A cuatro años del inicio de la invasión rusa, expertos advierten que la guerra en Ucrania y el cambio climático han creado un “círculo vicioso” con consecuencias devastadoras para el clima, la biodiversidad y las personas.
Desde el 24 de febrero de 2022, cuando Rusia lanzó su ofensiva a gran escala contra Ucrania, el conflicto se ha convertido en el mayor en suelo europeo desde la Segunda Guerra Mundial. Según el Centro de Estudios Estratégicos e Internacionales, el número de soldados muertos, heridos o desaparecidos en ambos bandos asciende a 1.8 millones, mientras que las víctimas civiles en Ucrania rondan las 15,000. Además, casi seis millones de personas han huido del país.
Pero más allá del costo humano, la guerra también está dejando una profunda huella ambiental.
311 millones de toneladas de CO₂
De acuerdo con la Initiative on GHG Accounting of War, el conflicto ha generado 311 millones de toneladas de CO₂ equivalente (tCO₂e) desde su inicio. Solo en el cuarto año, las emisiones aumentaron en 75 millones de toneladas.
La cifra es comparable a las emisiones anuales de Francia o a las emisiones globales derivadas del bombeo de agua. Estas provienen del uso intensivo de combustibles fósiles en tanques y aviones, incendios forestales, destrucción de infraestructura energética, migraciones forzadas y reconstrucción.
El consumo de combustibles fósiles representa 37 por ciento de las emisiones del conflicto, mientras que los incendios paisajísticos —agravados por condiciones más cálidas y secas asociadas al calentamiento global— aportaron 23 por ciento en 2025. Ese año, Ucrania registró 1.39 millones de hectáreas afectadas por incendios, muy por encima de los niveles previos a la guerra.
Biodiversidad bajo amenaza
Aunque ocupa menos del 6 por ciento del territorio europeo, Ucrania alberga cerca de un tercio de la biodiversidad del continente. Sin embargo, la guerra ha incrementado la presión sobre más de mil especies amenazadas de fauna, flora y hongos.
Organizaciones ambientales locales intentan restaurar ecosistemas dañados no solo para proteger la naturaleza, sino también como parte de los procesos de recuperación emocional y psicológica de las comunidades afectadas.
Emisiones militares bajo la lupa
Las emisiones militares representan alrededor de 5.5 por ciento de las emisiones globales, pero rara vez se reportan con transparencia, incluso en la Unión Europea. Especialistas señalan que la falta de rendición de cuentas dificulta el liderazgo climático en la región.

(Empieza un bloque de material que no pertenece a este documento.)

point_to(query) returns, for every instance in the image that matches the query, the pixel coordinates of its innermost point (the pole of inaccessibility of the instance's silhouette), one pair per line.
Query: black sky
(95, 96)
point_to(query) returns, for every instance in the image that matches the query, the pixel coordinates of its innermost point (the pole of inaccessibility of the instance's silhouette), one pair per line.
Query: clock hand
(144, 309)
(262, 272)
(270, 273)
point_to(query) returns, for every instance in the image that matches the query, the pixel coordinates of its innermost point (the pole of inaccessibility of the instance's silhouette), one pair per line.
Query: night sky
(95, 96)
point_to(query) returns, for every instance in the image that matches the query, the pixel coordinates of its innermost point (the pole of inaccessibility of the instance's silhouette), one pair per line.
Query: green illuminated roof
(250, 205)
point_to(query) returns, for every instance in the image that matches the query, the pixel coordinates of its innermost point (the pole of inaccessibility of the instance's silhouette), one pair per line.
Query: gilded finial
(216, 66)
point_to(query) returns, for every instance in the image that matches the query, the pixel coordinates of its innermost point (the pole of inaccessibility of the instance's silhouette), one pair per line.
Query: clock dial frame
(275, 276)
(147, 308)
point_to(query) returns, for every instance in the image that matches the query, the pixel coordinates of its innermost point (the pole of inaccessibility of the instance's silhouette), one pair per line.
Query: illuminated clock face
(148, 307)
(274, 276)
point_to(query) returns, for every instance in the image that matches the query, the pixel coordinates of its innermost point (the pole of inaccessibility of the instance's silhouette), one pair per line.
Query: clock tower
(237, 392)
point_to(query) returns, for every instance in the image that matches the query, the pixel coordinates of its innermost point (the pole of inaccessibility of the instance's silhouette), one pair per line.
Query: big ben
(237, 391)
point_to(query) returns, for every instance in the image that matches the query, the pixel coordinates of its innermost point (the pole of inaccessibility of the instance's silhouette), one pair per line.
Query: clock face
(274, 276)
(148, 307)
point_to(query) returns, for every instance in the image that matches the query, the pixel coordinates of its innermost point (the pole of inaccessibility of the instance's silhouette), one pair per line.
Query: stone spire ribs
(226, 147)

En este contexto, durante la COP30 celebrada en Belém, el gobierno ucraniano anunció que buscará exigir a Rusia más de 37,000 millones de euros en reparaciones climáticas, basadas en el “costo social del carbono”. Sería el primer caso mundial de compensaciones por daños climáticos derivados de una guerra.
El conflicto en Ucrania evidencia que la crisis climática y los conflictos armados no son fenómenos aislados: se potencian mutuamente. La guerra alimentada por combustibles fósiles incrementa las emisiones, mientras el cambio climático agrava incendios y vulnerabilidades. Un ciclo que, según los expertos, amenaza con intensificarse si no se integran paz, clima y seguridad en una misma agenda global.